Zunächst faszinieren Krach die jüdischen Strafverteidiger in der Weimarer Republik. „Warum war ihr Anteil in der Anwaltschaft so groß, wie haben sie den Antisemitismus erlebt, den es schon in der Weimarer Zeit gab, und was bedeutete das für sie, plötzlich als Nichtarier diskriminiert zu werden?“ Krach taucht ab in Akten und Archivmaterial des Staatsarchivs Preußischer Kulturbesitz und vor seinem inneren Auge werden die Personen wieder lebendig, die den Berufsstand des Anwalts vor rund hundert Jahren prägten. „Da gab es Juristen wie Max Alsberg“, erzählt Krach, „eine schillernde Person des Berliner Lebens“. Alsberg vertrat in aufsehenerregenden Prozessen unter anderem den letzten deutschen Kaiser, Wirtschaftskapitäne und sogar rechtsgerichtete Politiker. Er veröffentlichte vielbeachtete wissenschaftliche Aufsätze, lehrte als Professor an der Universität und schrieb Theaterstücke, die verfilmt wurden. „Und dann zerstörten die Nazis alles, was er hatte“, erzählt Krach, der Alsberg später porträtierte. „Er erlitt im Schweizer Exil einen Zusammenbruch und beging im September 1933 Suizid.“
Krach beginnt schon während des Referendariats eine Promotion mit – wenig überraschend – historischer Ausrichtung. Sein Thema: „Jüdische Rechtsanwälte in Preußen. Über die Bedeutung der freien Advokatur und ihre Zerstörung durch den Nationalsozialismus.“ Nach dem Ende des Referendariats bleibt Krach noch zwei weitere Jahre in Berlin, in denen er sich ausschließlich um seine Doktorarbeit kümmert. „Die Archivarbeit hat mir sehr gefallen, das Studieren alter Akten fasziniert mich bis heute“, sagt Krach, der damals – durchaus geschichtsträchtig – in der Neuköllner Sonnenallee eine Wohnung bezogen hat. Auch wenn er sie heute mit einer wegwerfenden Handbewegung abtut: Natürlich spielt er mit der Idee, das historische Interesse zum Beruf zu machen. Warum nicht an der Universität weiter über den Rechtsanwalt und seine Geschichte forschen?
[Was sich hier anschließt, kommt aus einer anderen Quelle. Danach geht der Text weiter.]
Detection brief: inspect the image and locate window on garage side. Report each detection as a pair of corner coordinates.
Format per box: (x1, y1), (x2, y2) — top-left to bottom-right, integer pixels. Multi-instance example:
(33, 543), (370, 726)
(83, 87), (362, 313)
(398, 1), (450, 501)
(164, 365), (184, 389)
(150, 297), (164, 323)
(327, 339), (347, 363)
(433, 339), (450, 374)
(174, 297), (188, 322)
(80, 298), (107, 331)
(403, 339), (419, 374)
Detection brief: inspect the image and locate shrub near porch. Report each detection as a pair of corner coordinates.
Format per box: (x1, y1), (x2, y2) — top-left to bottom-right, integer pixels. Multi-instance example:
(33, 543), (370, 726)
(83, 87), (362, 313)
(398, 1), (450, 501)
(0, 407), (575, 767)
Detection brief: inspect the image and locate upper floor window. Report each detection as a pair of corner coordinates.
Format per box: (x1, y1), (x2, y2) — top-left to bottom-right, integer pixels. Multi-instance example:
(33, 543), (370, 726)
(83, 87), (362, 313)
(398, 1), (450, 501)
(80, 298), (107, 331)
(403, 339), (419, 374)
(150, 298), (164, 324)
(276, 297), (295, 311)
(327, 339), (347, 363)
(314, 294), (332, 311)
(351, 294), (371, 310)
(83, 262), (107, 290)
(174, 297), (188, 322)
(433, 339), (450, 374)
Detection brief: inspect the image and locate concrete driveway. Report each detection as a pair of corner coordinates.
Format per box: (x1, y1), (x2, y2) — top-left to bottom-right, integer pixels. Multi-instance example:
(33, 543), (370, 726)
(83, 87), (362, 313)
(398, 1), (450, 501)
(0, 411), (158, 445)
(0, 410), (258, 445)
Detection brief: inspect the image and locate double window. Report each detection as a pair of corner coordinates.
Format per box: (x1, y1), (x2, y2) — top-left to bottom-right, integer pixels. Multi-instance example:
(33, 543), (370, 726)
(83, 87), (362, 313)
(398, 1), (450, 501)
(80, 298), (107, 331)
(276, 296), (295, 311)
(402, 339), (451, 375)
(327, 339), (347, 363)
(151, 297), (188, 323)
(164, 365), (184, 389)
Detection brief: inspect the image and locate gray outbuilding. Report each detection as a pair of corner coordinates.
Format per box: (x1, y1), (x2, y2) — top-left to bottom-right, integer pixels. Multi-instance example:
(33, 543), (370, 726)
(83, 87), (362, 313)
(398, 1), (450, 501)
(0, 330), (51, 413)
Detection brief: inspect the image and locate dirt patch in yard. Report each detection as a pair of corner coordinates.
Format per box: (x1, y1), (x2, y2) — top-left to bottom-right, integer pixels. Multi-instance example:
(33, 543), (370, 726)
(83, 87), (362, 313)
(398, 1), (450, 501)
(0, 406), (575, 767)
Doch Krach lehnt ab. Und wird selbst einer von denen, über deren Berufswege er so viel recherchiert. Nach einer kurzen Episode in einer kleinen Kanzlei wird er der dritte Mann in der Sozietät seines Vaters in Mainz. „Mit meinem Eintritt fing mein Vater an, sich aus der Kanzlei zurückzuziehen.“ Krach junior hat da im Verkehrsrecht zwar schon erste Erfahrungen gesammelt, nun wird es zu seinem Schwerpunkt. 2011 geht auch der einstige Partner seines Vaters in den Ruhestand, seither führt Krach die Geschäfte alleine. Seine Mandate stammen aus dem Haftungs- und Schadensersatzrecht, dem Versicherungsrecht, dem Ordnungswidrigkeiten- und Strafrecht bei Verkehrsdelikten. „Die Spezialisierung ist heute mehr denn je überlebenswichtig“, sagt Krach. „Ich bin immer noch der Meinung, dass der Einzelanwalt ein gutes Berufsziel ist, solange man ein gutes inhaltliches Konzept dafür hat.“
Tillmann Krach hat das – und er reichert es an mit dem Selbstbewusstsein, seine Fähigkeiten und Überzeugungen mit ungewöhnlicher Offenheit zu bewerben. Mandanten suchen eine größere Sozietät? „Meine Kanzlei in Mainz bietet eine Alternative sowohl zu Allgemeinanwälten als auch zu den Großkanzleien mit zahlreichen spezialisierten – aber dafür oft wechselnden – Kollegen und Kolleginnen.“ Braucht er nicht Partner? „Ich lasse mich zwar gerne empfehlen, bin aber weder einer Werkstatt oder einer Mietwagenfirma noch einem Gutachter, sondern ausschließlich den Interessen meiner Mandantschaft verpflichtet“. Wessen Perspektive vertritt er lieber? „Zu meiner Auffassung echten Spezialistentums gehört es, dass ich meine Mandate nicht danach auswähle, ob es sich um Täter oder Opfer handelt, sondern allein unter dem Gesichtspunkt, ob ich juristisch helfen kann oder nicht.